Se mandare il figlio a scuola in questo anno scolastico caratterizzato dallo sprettro del Covid, se si hanno le qualifiche per insegnare e anche le possibilità economica per restare a casa e garantire una formazione adeguata al proprio figlio, allora si può far ricorso all’“istruzione parentale”. Per molti sembra quasi paradossale: un bambino che studia in casa, da solo, assistito da una persona, rievoca alla mente la figura del precettore al quale era affidata l’educazione e la cultura dei giovani rampolli di nobili famiglie. Un’immagine arcaica, non di certo mederna ed attuale. Invece, in questo periodo, a causa del Covid, e forse anche per il caos che regna nel mondo della scuola, si sta registrando un’impennata di richieste di ricorso all’istruzione parentale. La Costituzione italiana dice a chiare lettere che “la scuola è aperta a tutti”. Non c’è, però, alcuna legge, che obbliga i ragazzi a recarsi fisicamente in un istituto scolastico. E qui entra in gioco l’“istruzione parentale”: una decisione presa dalle famiglie che il Ministero definisce “un’alternativa alla frequenza delle aule scolastiche”, forse più nota se definita con i termini anglosassoni quali homeschooling o home education.
La si definisca in italiano o in inglese, l’istruzione parentale è la scelta della famiglia di provvedere direttamente all’educazione dei figli. E lo si può fare. Seguendo delle regole, ovviamente. Innanzi tutto deve esseci una persona che si occupa della formazione del giovane e deve essere formata per farlo. Una mamma, un papà, una zia oppure un’insegnante esterna alla famiglia. Identificata la persona giusta i genitori devono rilasciare al dirigente scolastico della scuola più vicina una dichiarazione, da rinnovare ogni anno, circa il possesso della capacità tecnica o economica per provvedere all’insegnamento parentale. Il dirigente scolastico ha il dovere di accertarne la fondatezza. La scuola che riceve la domanda di istruzione parentale, inoltre, è tenuta a vigilare sull’adempimento dell’obbligo scolastico dell’alunno che, per garantire lo svolgimento corretto del piano di studi proposto, dovrà sostenere un esame di idoneità all’anno scolastico successivo. A controllare non è competente soltanto il dirigente della scuola, ma anche il sindaco del Comune di residenza.

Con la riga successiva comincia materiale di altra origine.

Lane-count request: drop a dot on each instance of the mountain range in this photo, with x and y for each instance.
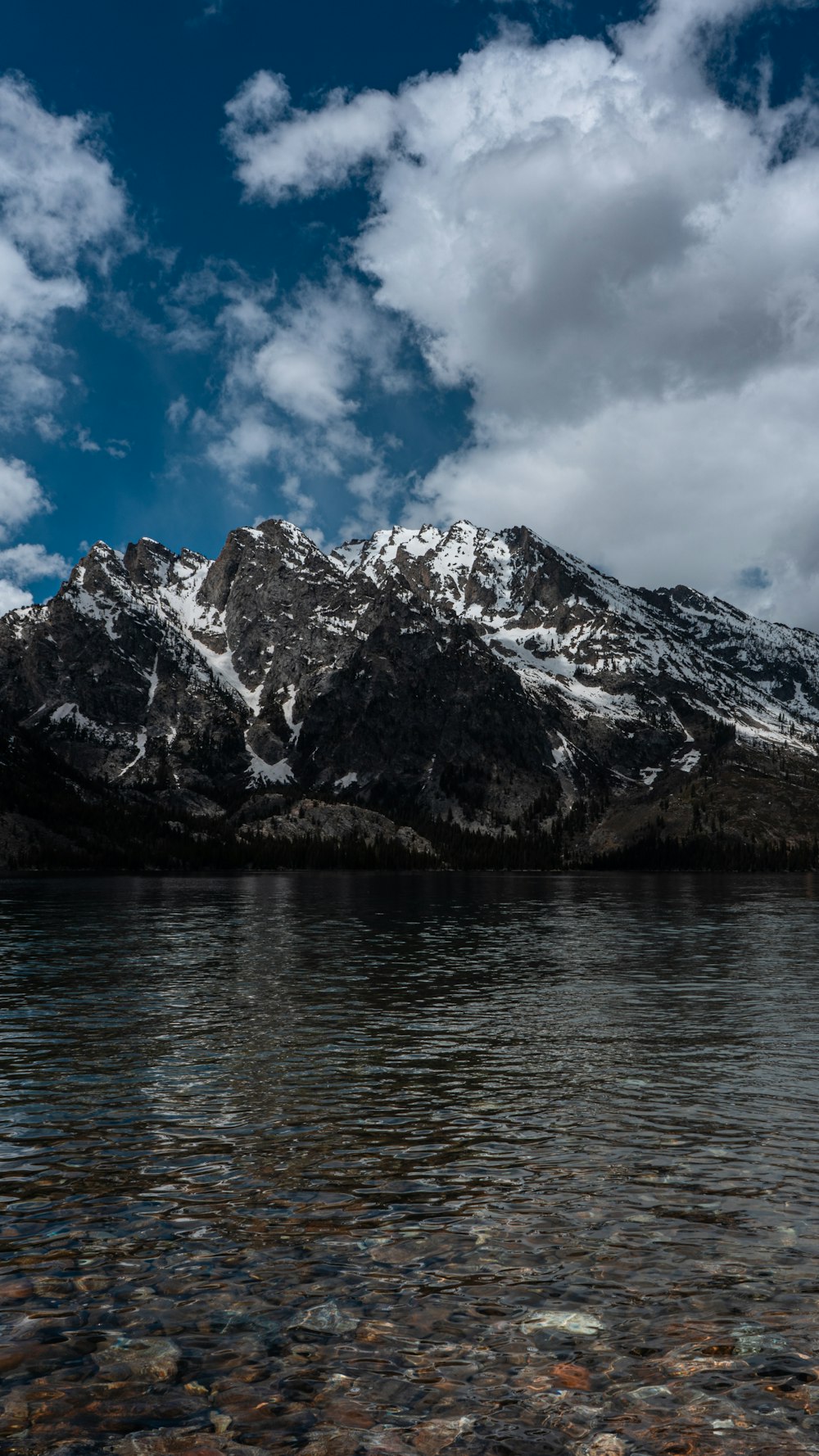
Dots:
(420, 698)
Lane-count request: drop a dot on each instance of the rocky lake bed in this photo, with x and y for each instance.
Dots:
(491, 1167)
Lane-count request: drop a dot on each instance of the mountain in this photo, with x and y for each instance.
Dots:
(422, 696)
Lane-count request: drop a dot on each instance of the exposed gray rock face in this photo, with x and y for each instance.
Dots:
(468, 676)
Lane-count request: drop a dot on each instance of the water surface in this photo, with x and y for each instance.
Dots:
(410, 1164)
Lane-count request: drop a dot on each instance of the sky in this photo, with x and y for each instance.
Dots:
(356, 265)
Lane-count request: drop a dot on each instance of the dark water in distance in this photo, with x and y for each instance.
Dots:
(410, 1164)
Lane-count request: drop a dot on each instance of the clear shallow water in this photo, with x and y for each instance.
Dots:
(417, 1164)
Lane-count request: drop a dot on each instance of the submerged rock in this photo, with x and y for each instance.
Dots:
(325, 1319)
(605, 1445)
(570, 1319)
(155, 1360)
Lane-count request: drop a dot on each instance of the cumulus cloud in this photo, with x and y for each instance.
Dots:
(31, 563)
(20, 497)
(295, 373)
(60, 209)
(622, 269)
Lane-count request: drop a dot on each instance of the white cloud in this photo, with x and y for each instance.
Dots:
(31, 563)
(177, 413)
(20, 495)
(622, 271)
(12, 597)
(60, 209)
(293, 372)
(297, 151)
(85, 443)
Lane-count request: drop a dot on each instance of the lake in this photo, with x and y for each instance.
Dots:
(506, 1165)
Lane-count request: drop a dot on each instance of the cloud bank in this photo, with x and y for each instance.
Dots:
(60, 213)
(621, 269)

Il nostro ordinamento giuridico, prevede da diversi anni la possibilità di provvedere direttamente all’istruzione dei propri figli, facendo a meno del servizio scolastico. In primis lo prevede per gli alunni con disabilità, (legge quadro n. 104/92 all’articolo 12, comma 9), per tutti gli altri alunni, invece, la previsione normativa riguardante tale possibilità è contenuta al comma 2 dell’articolo 11 del decreto legislativo 297/94 che tratta delle modalità di adempimento dell’obbligo scolastico: “i genitori dell’obbligato o chi ne fa le veci che intendano provvedere privatamente o direttamente all’istruzione dell’obbligato devono dimostrare di averne la capacità tecnica od economica e darne comunicazione anno per anno alla competente autorità”.
Formazione a parte, escluso i casi realmente gravi, crediamo che il Covid non debba determinare l’isolamento dei nostri ragazzi: al di là delle leggi, la socializzazione dei nostri figli rimane un tassello importante per la loro formazione.